"She's 57, on testosterone, and building companies with AI."
By around age 40, a woman's testosterone is roughly half what it was in her twenties, the hormone that quietly runs drive and ambition. Here's what getting it back actually looks like, and what it might mean if millions of women did.
There’s a number I want to tell you. Not because it’s shocking, though it is, but because once you hear it, you’ll never hear “I guess I’m just less motivated than I used to be” the same way again.
By around age 40, a woman’s testosterone is roughly half what it was in her early twenties.
Not by menopause. Not by 50. By 40. And it keeps falling from there, another quarter or so through her late fifties, before it levels off.
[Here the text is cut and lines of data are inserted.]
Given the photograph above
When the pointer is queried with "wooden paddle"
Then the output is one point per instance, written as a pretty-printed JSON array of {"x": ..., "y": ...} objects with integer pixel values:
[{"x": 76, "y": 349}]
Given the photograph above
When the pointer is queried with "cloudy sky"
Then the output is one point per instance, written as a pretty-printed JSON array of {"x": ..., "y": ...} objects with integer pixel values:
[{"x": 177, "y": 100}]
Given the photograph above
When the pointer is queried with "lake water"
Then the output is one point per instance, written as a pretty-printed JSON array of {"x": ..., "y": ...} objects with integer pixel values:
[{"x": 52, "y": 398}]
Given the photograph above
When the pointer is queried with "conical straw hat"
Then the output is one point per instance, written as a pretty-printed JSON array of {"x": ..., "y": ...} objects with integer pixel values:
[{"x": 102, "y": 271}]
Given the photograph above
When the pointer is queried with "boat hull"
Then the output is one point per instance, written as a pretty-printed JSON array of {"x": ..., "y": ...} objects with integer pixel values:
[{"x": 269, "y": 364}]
Before the hot flashes. Before the missed periods. Before anyone hands you a pamphlet or sends you to an endocrinologist. The hormone that runs ambition, creative fire, goal-directed behavior, and the deep animal desire to build things is already at half capacity, and almost no one will tell you it’s happening.
I know. Because nobody told me.
What we call “aging” might be a deficiency
You know the feeling I’m talking about. Not depression, exactly. Not burnout in the way that word gets used at work. Something subtler and harder to name. The flatness. The sense that you’re operating at 80% of yourself. The project you used to be excited about that now feels like it has a ceiling. The business idea you had in your 30s that you just… didn’t pursue, and when you try to remember why, all you can find is something like “I didn’t have the energy.”
I’ve watched brilliant women in their 40s and 50s describe this to me as if it’s an obvious truth about getting older:
“I’m just less driven than I used to be.” “I don’t start things the way I once did.” “I think I’ve become more of a settler.”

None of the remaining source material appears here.